Она не смела поднять глаз, а когда подняла, - в аршине от ее лица изумленно глядело знакомое, обросшее и теперь еще более исхудалое лицо, чем тогда, ночью.

Но что было самое страшное, это - смертельная белизна, которая стала его покрывать. Побелел лоб, выступили на белизне большие глаза, видно было, как стали белеть заросшие щеки, и тихо, чуть заметно вздрагивали побелевшие губы.

"Упаду!.."

И она чувствовала приторную слабость, охватывавшую ноги, руки и подступавшую к сердцу, тихо и редко бившемуся.

"Упаду, и все кончено!.."

И в смутном тумане прозвучал голос начальника. До нее дошел только зловещий звук слов, без содержания. И только секунду молчания спустя она поняла, что он просто сказал:

- Вот член ученого общества, состоявшего под покровительством высочайших особ, просит дать ей некоторые указания... Садитесь.

Подвинулась по полу табуретка, и по обеим сторонам ее обвисли длинные полы серого халата, а по полу чернели плохо обметенные от снега шесть пар громадных неуклюжих сапог.

Опять несколько секунд молчания.

- Вам позволите чаю?

- Пожалуйста.

Знакомый, невыразимо милый голос. В комнате раздражающе стоит высокое, торопливо-звонкое треньканье. Ах, это носик чайника трепетно бьется о край стакана. Она на минуту отнимает чайник и снова пытается налить, и снова звонкое треньканье. Нет, она не может налить ему.

Она ставит чайник на стол, глядит прямо в лицо и смеется. И он улыбается. И с обоих разом спадает удручающая, давящая тяжесть, и они начинают говорить друг с другом быстро, страстно, совершенно забыв обстановку, опасность быть каждую секунду открытыми. Они говорят о температуре, о давлении, о гигроскопических измерениях, о геологических напластованиях в рудниках, но в этом странном, причудливом, изломанном и непонятном разговоре они говорят о солнце, о счастье, о любви, о свободе, о покинутых, о друзьях, о погибших.

Начальник закуривает папиросу и смотрит на конец своего носа. Чернеют неуклюжие сапоги, тупо, как стена, смотрят шесть пар глаз.

Мысль, что _он_ - тут, возле, что она говорит с ним, слышит звук его голоса, глядит в его милые, грустно радостные глаза, охватывает ее безумием... Броситься к нему, охватить его, обнять, целовать, гладить дорогое лицо, да ведь это - закон, необходимый, ненарушимый закон мира, нарушение которого - преступление, проклятие, которое ничем никогда не стереть.
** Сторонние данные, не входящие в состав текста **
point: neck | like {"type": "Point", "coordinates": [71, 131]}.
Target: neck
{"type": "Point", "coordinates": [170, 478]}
И она сидит в полуаршине от него и говорит:

- Но ведь рудники прорезают же водоносные пласты?

Какая-то противоестественная сила с уродливой, бессмысленной, отвратительной головой стоит между их молодостью, их страстью, их яркой жизнью, стоит и слепо смотрит на обоих, смотрит неуклюжими, черными, плохо обметенными от снега сапогами.

И в комнате звенит странный, чужой, неуместный женский смех. Это она смеется, смеется неудержимо, нелепо, понимая, что губит последние минуты. Начальник с отвислыми мешками под глазами подымает брови, как уши у бульдога. Тупо смотрят неуклюжие сапоги.
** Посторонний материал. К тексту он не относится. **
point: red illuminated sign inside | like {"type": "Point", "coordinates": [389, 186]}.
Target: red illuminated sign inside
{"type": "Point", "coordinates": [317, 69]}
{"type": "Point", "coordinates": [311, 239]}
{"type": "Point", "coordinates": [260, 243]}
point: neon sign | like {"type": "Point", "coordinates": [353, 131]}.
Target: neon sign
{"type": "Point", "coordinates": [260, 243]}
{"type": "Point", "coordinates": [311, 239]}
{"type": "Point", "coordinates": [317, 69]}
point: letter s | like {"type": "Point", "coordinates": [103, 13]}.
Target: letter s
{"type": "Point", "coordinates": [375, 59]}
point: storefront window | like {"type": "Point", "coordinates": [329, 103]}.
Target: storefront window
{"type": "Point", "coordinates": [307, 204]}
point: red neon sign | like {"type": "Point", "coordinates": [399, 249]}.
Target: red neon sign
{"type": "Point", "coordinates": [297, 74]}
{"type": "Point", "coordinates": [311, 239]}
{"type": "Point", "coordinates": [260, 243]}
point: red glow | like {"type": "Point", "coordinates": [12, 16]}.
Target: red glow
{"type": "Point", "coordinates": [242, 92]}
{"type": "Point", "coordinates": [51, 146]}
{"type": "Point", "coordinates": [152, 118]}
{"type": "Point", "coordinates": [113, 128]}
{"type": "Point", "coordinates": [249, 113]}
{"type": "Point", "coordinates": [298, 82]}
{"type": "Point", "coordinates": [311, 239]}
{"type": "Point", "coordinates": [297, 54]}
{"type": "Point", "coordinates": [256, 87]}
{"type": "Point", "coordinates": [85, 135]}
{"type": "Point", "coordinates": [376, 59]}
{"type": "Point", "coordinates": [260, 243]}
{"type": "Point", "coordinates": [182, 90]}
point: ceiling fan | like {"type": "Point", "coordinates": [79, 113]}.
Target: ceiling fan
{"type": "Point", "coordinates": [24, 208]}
...Снег сверкает и искрится. Он сверкает и искрится везде: по отлогостям гор, по лощине и изредка падающими брильянтами в воздухе. Сосредоточенно думают бегущие, потряхивающие головами лошади все одну и ту же думу, и визжат скрипучими голосами все одну и ту же песню быстро скользящие полозья, песню о смерти, о железе, о радости жизни, о любви, о тихом сверкании моря, о железном порядке мира, в котором всему свое место. И розы кровавеют по ослепительной белизне гор.